The Frozen Wonder of America's Biggest Ice Castle

Depending on how old you are, you'll either stand in front of the Ice Castle in North Woodstock, New Hampshire and think that you're walking into Superman's Fortress of Solitude, or that you've been transported to Arendelle, and you're about to enter Elsa's Ice Palace. Whether or not you think you're in Frozen, parts of you will feel frozen soon enough. Even on a mild winter day, even with your warmest snow gear, the Ice Castle is very cold.

But if you can bundle yourself up and spend some time in the Ice Castle, you'll find a living sculpture to winter unlike anything else in New England - or many other places in the country, for that matter. There are five other castles in North America (in Colorado, Minnesota, Wisconsin, Utah and Alberta, Canada), but the New Hampshire castle is the biggest of them all, weighing in at a staggering 20 tons of ice. Over the course of this year's 10 week season, the attraction will welcome about 160,000 visitors.
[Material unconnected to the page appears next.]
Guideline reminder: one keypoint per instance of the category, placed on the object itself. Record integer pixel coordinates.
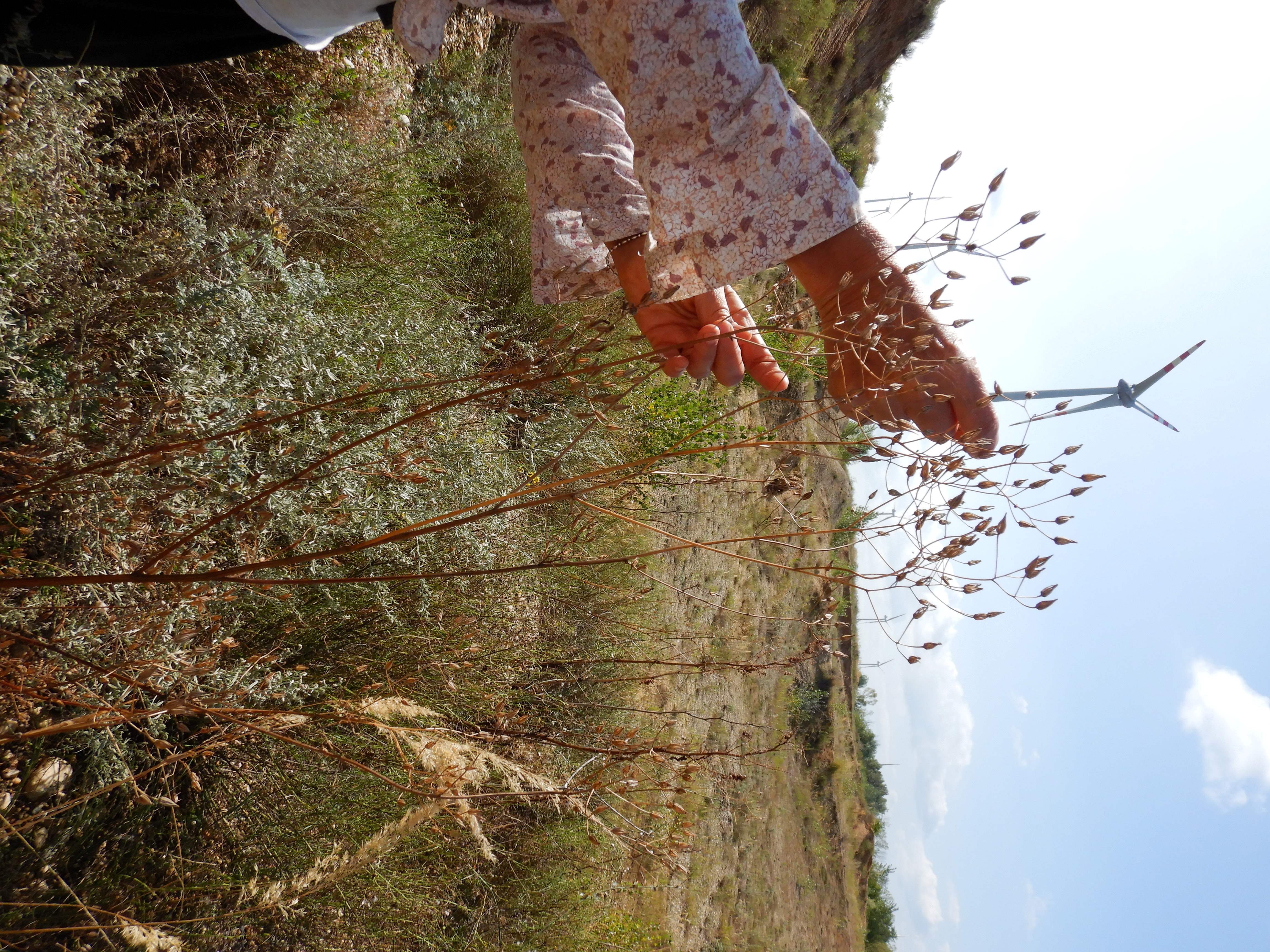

Inside, you won't find any Disney characters singing about how the cold never bothered them anyway - unless you visit on a Saturday afternoon, when there are actually princess meet and greets. What you will find is thousands upon thousands of icicles, grown on the "icicle farm" in the back of the property, that the castle's architects use to build the coves, corridors and archways of the frozen structure.

The process goes like this: Once the icicles are large enough, they're added to the castle structure each day. When they're positioned properly, they're then coated with water from an enormous sprayer to freeze them into place. Because the castle changes from sun and rain, and because the "ice artisans" add more ice daily, the castle changes from one day to the next, and no two visits are the same.